I used to think townhouses were just narrow boxes stacked on top of each other, like some kind of architectural afterthought.
Turns out—and this surprised me when I first started working with staging consultants in Philadelphia and Boston around 2019—the vertical layout is actually the selling point, not the liability. The trick is making people feel the flow between floors, which sounds vague until you watch a buyer walk through a properly staged three-story townhouse and see their face change on the second landing. It’s about rhythm, I guess. You want each level to pull them upward, like chapters in a book they can’t put down. One stager I spoke with, Janet Kowalski, told me she thinks of it as “narrative architecture,” which sounded pretentious until I saw her work in a 1890s rowhouse in Baltimore where she’d placed a single orchid on each floor’s main table, same species, different bloom stages. People remembered that house for months.
Here’s the thing: most sellers cram too much into the ground floor because they’re nervous about empty space. I’ve seen living rooms with sectionals, armchairs, ottomans, and side tables all fighting for dominance in maybe 200 square feet. Wrong move.
The furniture should whisper, not shout, especially when you’re working with 12-foot-wide floor plates. Scale matters more in vertical homes than horizontal ones because your eye is constantly recalibrating as you move up or down—a sofa that feels right on the first floor might make the third-floor bedroom look like a dollhouse by comparison, or vice versa. Another thing: lighting transitions between levels get overlooked constantly, and it drives me crazy because it’s maybe the easiest fix with the biggest perceptual impact.
Anyway, stairs are underutilized real estate.
I mean this literally—stairwells in townhouses often run through the visual and physical center of the home, but sellers treat them like utility corridors instead of focal points. A colleague of mine, David Chen, staged a townhouse in Brooklyn where he lined the staircase wall with black-and-white family photos in mismatched vintage frames, and buyers spent more time on those stairs than in the kitchen, which had been completely renovated with Carrara marble and cost probably 60 grand. The photos cost maybe three hundred dollars to print and frame. It’s not about expense; it’s about creating what behavioral economists call “decision anchors”—moments where a buyer’s brain decides, subconsiously, that this place feels like theirs. You can’t fake that with crown molding.

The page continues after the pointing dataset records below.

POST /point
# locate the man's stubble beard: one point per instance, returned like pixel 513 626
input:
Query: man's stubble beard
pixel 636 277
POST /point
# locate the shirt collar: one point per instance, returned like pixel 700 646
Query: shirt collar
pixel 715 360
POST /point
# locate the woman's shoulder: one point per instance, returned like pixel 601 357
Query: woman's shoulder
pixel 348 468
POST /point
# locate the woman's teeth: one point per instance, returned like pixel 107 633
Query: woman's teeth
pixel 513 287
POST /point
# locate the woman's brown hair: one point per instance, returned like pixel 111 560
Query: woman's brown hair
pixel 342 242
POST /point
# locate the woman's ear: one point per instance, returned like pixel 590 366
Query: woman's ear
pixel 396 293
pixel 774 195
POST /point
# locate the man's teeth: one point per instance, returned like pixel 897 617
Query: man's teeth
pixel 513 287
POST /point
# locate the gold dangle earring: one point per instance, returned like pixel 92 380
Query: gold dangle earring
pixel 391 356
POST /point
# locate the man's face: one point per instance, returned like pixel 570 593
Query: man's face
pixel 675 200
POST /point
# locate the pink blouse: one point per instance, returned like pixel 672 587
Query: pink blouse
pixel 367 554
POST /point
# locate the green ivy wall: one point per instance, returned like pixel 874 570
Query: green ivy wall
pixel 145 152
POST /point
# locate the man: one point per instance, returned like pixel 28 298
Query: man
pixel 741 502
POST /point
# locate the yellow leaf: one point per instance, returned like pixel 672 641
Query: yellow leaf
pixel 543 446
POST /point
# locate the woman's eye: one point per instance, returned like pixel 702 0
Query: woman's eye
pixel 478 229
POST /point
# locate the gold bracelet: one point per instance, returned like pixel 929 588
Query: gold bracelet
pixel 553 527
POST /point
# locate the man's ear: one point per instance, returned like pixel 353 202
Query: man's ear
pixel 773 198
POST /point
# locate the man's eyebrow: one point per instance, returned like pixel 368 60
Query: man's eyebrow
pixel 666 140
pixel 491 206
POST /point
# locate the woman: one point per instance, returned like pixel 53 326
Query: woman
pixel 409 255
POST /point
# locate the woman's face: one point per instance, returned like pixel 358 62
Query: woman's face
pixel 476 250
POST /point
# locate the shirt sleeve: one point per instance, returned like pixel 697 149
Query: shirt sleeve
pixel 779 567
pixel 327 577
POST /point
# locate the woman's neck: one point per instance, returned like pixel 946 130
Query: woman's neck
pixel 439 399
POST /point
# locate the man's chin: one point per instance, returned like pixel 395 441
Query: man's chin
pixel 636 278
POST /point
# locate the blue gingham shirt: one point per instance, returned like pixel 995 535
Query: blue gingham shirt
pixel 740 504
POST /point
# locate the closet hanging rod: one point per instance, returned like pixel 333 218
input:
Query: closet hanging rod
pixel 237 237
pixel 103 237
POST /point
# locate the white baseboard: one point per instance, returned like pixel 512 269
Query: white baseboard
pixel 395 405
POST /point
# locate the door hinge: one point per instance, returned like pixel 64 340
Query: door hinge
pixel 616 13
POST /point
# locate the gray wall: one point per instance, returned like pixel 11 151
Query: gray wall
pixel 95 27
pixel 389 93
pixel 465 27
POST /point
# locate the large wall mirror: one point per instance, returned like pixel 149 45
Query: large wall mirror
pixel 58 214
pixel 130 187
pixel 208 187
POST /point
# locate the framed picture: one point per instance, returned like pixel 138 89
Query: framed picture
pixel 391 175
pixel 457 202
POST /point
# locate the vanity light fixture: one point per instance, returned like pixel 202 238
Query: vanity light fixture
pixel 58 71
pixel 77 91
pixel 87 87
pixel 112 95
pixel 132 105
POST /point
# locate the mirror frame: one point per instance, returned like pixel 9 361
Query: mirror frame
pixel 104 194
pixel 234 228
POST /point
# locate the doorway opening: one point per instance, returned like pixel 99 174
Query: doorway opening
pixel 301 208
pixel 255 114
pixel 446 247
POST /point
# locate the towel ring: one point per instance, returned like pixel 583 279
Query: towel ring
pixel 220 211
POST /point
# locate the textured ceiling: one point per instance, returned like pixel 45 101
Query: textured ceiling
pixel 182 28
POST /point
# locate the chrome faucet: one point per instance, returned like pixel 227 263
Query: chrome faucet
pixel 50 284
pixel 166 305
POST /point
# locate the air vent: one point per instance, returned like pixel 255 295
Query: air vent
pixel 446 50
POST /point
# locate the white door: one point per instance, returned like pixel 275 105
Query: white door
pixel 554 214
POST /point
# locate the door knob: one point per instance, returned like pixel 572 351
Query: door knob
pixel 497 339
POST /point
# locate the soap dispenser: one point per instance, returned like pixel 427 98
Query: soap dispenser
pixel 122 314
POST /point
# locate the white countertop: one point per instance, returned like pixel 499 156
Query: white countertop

Why the Middle Floor Determines Everything (Even Though Everyone Ignores It)
Most staging advice obsesses over entryways and master bedrooms, which makes sense until you realize the middle floor is where buyers recieve their most important emotional data about daily livability. This is where kids would do homework, where you’d fold laundry while watching TV, where life actually happens in a vertical home. If this floor feels awkward or undefined, the whole house collapses psychologically. I’ve watched it happen.
The middle level needs what architects call “flexible zoning,” but in staging terms that just means making it obvious the space can serve multiple functions without feeling chaotic. A small desk near the window, a narrow bookshelf, a basket with throws—these aren’t decorations, they’re permission slips for imagination. One stager in Seattle told me she always places a half-finished puzzle on the middle floor’s coffee table, which sounds gimmicky but apparently works because it signals time, like people actually linger here comfortably. I’m not sure I’d go that far, but I get the logic. Wait—maybe the point is just that the middle floor can’t feel like a hallway with furniture.
Vertical Sightlines and the Optical Illusion of Spaciousness Nobody Talks About
Here’s something I only learned recently, from a spatial psychologist named Dr. Elena Vasquez who studies residential perception: human brains interpret vertical space differently than horizontal space, something about evolutionary wiring related to climbing and threat assessment.
When you stage a townhouse, you’re essentially hacking that ancient circuitry by creating what Vasquez calls “vertical transparency”—moments where you can see through multiple floors at once, even partially. Glass stair railings help. So do strategically placed mirrors on landings. And paint color continuity across floors, which sounds boring but definately works. I toured a townhouse in Chicago where every floor was a different trendy color—sage green, dusty rose, charcoal gray—and I felt motion-sick by the third level. Contrast that with a place in Philadelphia where the walls were all variations of warm white but the accent colors shifted subtly (rust to terracotta to coral as you climbed), and it felt like ascending through a sunset. That house sold in four days, 8% over asking, in a buyer’s market. Coincidence? I don’t think so, but I also can’t prove causation, so take that for what it’s worth.
The other optical trick: keep the top floor the lightest and most minimal. Buyers are already winded from climbing two flights—you want them to feel rewarded, not claustrophobic, when they reach the primary suite or whatever’s up there. Less is genuinely more at altitude.